Karnaval bertema perjuangan ini bertujuan memeriahkan peringatan HUT ke-81 Kemerdekaan Republik Indonesia.
Warga dari berbagai lintas generasi tampak antusias memadati jalanan untuk berpartisipasi dalam kegiatan tersebut.
Edukasi Nilai Perjuangan
Ketua RT 02 RW 12 sekaligus tokoh masyarakat setempat, Supriyadi, menyebut karnaval ini bukan sekadar hiburan semata.
Ia menegaskan acara ini membawa misi penting untuk memberikan nilai edukasi bagi para generasi muda.
“Kami memilih karnaval untuk mengingatkan generasi muda tentang makna perjuangan sekaligus menjadi media pembelajaran nilai-nilai perjuangan,” jelas Supriyadi.
Supriyadi menilai peringatan kemerdekaan membutuhkan lebih dari sekadar kegiatan seremonial yang bersifat rutin.
Masyarakat perlu mengenalkan nilai perjuangan pahlawan kepada anak-anak melalui kegiatan yang dekat dengan keseharian mereka.
“Harapannya anak-anak tidak hanya tahu bahwa kita merdeka, tetapi juga memahami bagaimana perjuangan para pahlawan dan pentingnya menjaga persatuan serta kerukunan,” ujarnya.
Simbol Persatuan Warga
Peserta karnaval turun ke jalan dengan mengenakan beragam busana tradisional dan pakaian khas daerah.
Penampilan ragam busana adat tersebut mencerminkan kekayaan budaya sekaligus menjadi simbol persatuan nusantara.
Rombongan warga turut membentangkan spanduk panjang yang berisi pesan kuat tentang pentingnya menjaga kerukunan sosial.
Spanduk tersebut bertuliskan: “Tumbuh Bersama, Bergerak Searah, Merawat Kebersamaan, Menjaga Kerukunan Tanpa Sekat.”
Atribut bergambar kepalan tangan juga menyertai langkah peserta, memperkuat pesan solidaritas di tengah masyarakat desa.

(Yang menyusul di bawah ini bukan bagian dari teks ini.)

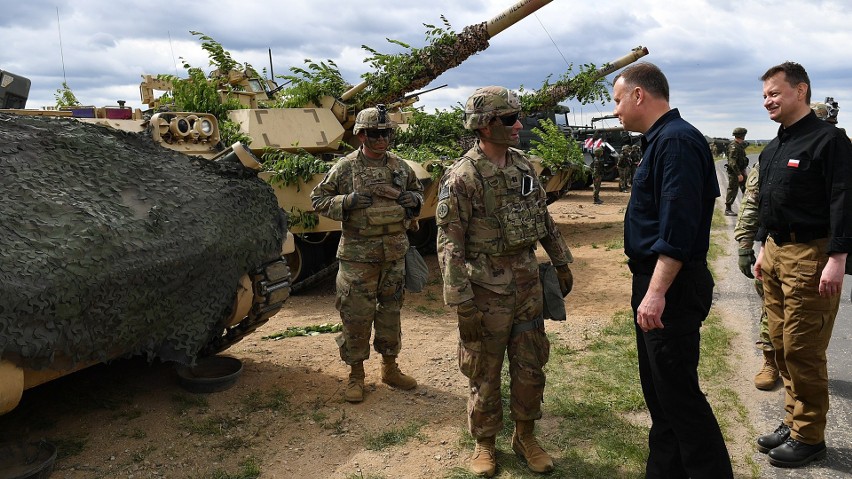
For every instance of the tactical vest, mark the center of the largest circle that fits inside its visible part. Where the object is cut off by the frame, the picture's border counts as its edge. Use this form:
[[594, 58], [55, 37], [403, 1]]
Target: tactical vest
[[385, 215], [515, 213]]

Karnaval ini sukses membuka ruang sosial bagi warga untuk berkumpul dan saling berbaur secara langsung.
“Yang paling penting adalah kebersamaan. Dengan kegiatan seperti ini, warga bisa berkumpul, saling mengenal, dan semakin kompak tanpa melihat perbedaan,” tambah Supriyadi.
Ia berharap semangat gotong royong warga Kejapanan tetap terjaga sebagai budaya sehari-hari, bukan sekadar saat perayaan.
“Semoga kekompakan ini terus dijaga. Gotong royong dan kerukunan harus menjadi budaya warga sehari-hari, sehingga lingkungan kita tetap aman, nyaman, guyub, dan penuh kekeluargaan,” pungkasnya.